L’estremismo ecologista di Stella McCartney

Ai dolci sedici anni di Greta Thunberg si possono perdonare alcune ingenuità adolescenziali, ma di fronte all’esperienza di una donna di talento e di successo come Stella McCartney si abbassa la soglia della tolleranza. Se Greta non prende l’aereo, perché crede, così, di contribuire a non surriscaldare l’atmosfera, ce ne curiamo poco perché tutto sommato è normale che una teenager, impegnata in una meritoria battaglia globale di presa di coscienza del pericolo che corre il pianeta, sia animata da un certo radicalismo spontaneo e innocente. Meno persuasiva e più grottesca è invece la posizione integralista della stilista inglese, militante vegana e animalista del lusso, che in un’intervista, in risposta a una domanda alquanto bislacca della giornalista del Guardian («che cosa pensa del lavaggio a secco?») ha detto che «la regola generale nella vita è che se non sei obbligato a lavare qualcosa, meglio non lavarla». McCartney ha elaborato il concetto, spiegando che personalmente non cambia tutti i giorni il reggiseno e, inoltre, che non mette gli abiti in lavatrice per il solo fatto di averli indossati una volta: «Sono una persona molto igienica - ha specificato - ma non sono amante delle tintorie o dei lavaggi dei vestiti in generale». Nessuno, in effetti, ama fare il bucato e figuriamoci stirare, ma il precetto di Stella McCartney pare sia una lezione imparata durante la sua esperienza lavorativa a Savile Row, il tempio sartoriale di Londra, dove secondo la stilista inglese vige la regola che i vestiti cuciti a mano non si lavano, non si toccano, ma si lascia che lo sporco si secchi da solo e poi lo si spazzoli via.
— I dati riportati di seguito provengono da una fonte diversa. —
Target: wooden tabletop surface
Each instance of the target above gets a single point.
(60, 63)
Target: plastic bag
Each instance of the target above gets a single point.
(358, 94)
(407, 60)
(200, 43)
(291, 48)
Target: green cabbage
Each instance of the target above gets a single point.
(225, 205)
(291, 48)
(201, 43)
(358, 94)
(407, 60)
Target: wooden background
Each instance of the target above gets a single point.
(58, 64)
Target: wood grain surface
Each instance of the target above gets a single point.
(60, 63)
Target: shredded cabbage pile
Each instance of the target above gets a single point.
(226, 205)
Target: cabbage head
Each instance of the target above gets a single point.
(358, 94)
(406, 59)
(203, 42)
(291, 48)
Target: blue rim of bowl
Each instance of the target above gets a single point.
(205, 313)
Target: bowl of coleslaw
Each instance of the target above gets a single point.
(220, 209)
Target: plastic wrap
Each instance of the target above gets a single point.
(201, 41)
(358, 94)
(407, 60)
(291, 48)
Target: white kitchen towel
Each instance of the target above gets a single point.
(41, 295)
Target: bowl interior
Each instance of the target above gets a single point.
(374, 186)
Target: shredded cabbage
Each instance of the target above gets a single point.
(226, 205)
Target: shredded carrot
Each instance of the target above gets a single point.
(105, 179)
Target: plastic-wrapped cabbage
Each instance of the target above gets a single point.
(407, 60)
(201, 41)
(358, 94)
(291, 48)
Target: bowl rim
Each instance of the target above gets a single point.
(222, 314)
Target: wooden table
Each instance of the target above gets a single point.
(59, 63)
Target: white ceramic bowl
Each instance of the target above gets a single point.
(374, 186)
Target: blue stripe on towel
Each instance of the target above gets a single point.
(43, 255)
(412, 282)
Un problema elitario, da abitanti privilegiati del primo mondo, perché risulta già meno accettabile lasciare la macchia di sugo sulla camicia da impiegato o dimenticare sa il diavolo che cosa sui panni sporchi dei bambini. 
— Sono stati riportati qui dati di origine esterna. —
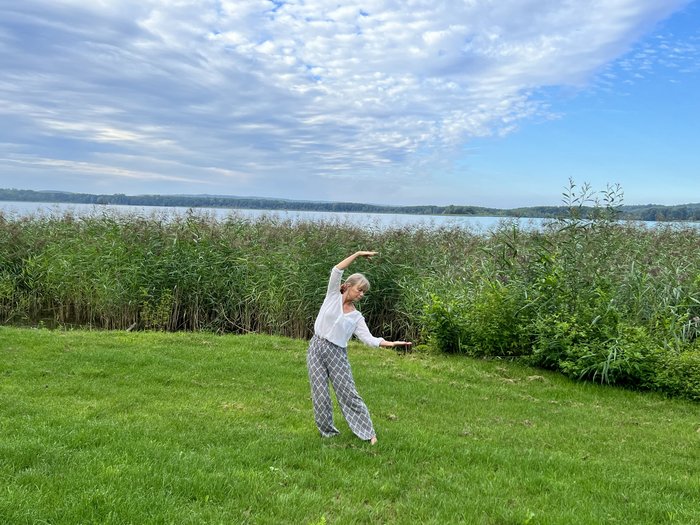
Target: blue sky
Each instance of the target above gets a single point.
(402, 102)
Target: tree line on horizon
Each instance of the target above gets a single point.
(644, 212)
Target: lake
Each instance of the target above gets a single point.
(370, 220)
(380, 221)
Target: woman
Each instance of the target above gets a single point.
(327, 357)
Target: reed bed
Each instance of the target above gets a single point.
(595, 299)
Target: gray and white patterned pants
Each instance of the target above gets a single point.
(328, 361)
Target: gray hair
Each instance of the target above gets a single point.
(356, 279)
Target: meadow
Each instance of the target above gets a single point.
(193, 427)
(586, 295)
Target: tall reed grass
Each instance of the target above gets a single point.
(595, 299)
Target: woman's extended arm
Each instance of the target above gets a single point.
(391, 344)
(348, 260)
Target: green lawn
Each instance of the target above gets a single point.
(115, 427)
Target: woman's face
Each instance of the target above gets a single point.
(354, 293)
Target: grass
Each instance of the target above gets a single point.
(146, 427)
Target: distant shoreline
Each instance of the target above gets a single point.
(648, 212)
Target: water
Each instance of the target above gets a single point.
(370, 220)
(381, 221)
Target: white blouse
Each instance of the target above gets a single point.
(336, 326)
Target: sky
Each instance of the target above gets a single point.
(497, 103)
Suggerire di non lavare i vestiti, in ogni caso, è una forma di estremismo sterile, stravagante e controproducente perché fa il gioco di chi nega che esista un problema ecologico serio. Se il dibattito pubblico si concentra sulla necessità di non cambiarsi quotidianamente il reggiseno e altre simili sciocchezze, mettendo in secondo piano l’impatto dei cambiamenti climatici sulla società e sull’economia, a cominciare, come ha fatto notare di recente l’Economist, dalla nascita di nuovi conflitti armati causati dalla proliferazione di siccità e carestie, si danneggiano le ragioni reali dell’ambiente che a parole si dice di avere a cuore.
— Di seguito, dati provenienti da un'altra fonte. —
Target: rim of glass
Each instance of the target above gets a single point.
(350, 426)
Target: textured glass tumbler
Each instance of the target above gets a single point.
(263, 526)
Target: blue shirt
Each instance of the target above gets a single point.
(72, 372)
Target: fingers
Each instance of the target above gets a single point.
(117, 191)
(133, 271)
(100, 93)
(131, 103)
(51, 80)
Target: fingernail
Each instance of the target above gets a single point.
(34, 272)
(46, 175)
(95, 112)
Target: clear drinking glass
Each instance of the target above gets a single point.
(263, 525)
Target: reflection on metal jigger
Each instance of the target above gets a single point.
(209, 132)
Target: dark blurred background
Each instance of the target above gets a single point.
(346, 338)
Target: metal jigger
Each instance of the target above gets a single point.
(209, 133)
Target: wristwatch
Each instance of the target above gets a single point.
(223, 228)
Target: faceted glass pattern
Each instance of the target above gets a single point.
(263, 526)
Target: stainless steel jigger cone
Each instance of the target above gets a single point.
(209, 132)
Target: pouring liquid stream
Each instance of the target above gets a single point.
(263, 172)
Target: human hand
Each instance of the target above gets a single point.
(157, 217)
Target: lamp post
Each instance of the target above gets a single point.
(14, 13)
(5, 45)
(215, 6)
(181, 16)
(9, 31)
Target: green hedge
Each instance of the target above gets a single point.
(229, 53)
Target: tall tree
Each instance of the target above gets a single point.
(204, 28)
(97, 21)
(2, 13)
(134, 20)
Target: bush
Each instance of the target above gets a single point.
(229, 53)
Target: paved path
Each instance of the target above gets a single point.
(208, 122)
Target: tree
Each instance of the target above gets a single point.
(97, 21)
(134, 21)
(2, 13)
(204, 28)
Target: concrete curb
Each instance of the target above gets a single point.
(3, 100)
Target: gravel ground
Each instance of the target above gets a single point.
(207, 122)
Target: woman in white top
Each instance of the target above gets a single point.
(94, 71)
Nell’epoca dei negazionisti del surriscaldamento terrestre che confondono il meteo con il clima, come Donald Trump, e di nuove e vecchie potenze industriali, politiche e militari che non si curano delle emissioni inquinanti, come la Cina e la Russia, proporre di non prendere l’aereo e di far asciugare naturalmente lo sporco, e poi spazzolarlo via, oltre a essere surreale equivale al tentativo di svuotare il mare con il cucchiaino. Le parole di Stella McCartney, figlia di Sir Paul, arrivano in un momento in cui su questi temi si avverte semmai l’esigenza di non improvvisare e l’urgenza di leader credibili, di proposte concrete e di ragionamenti profondi. We can work it out, cantavano i Beatles, possiamo risolvere questa emergenza. Meglio con i vestiti puliti, però.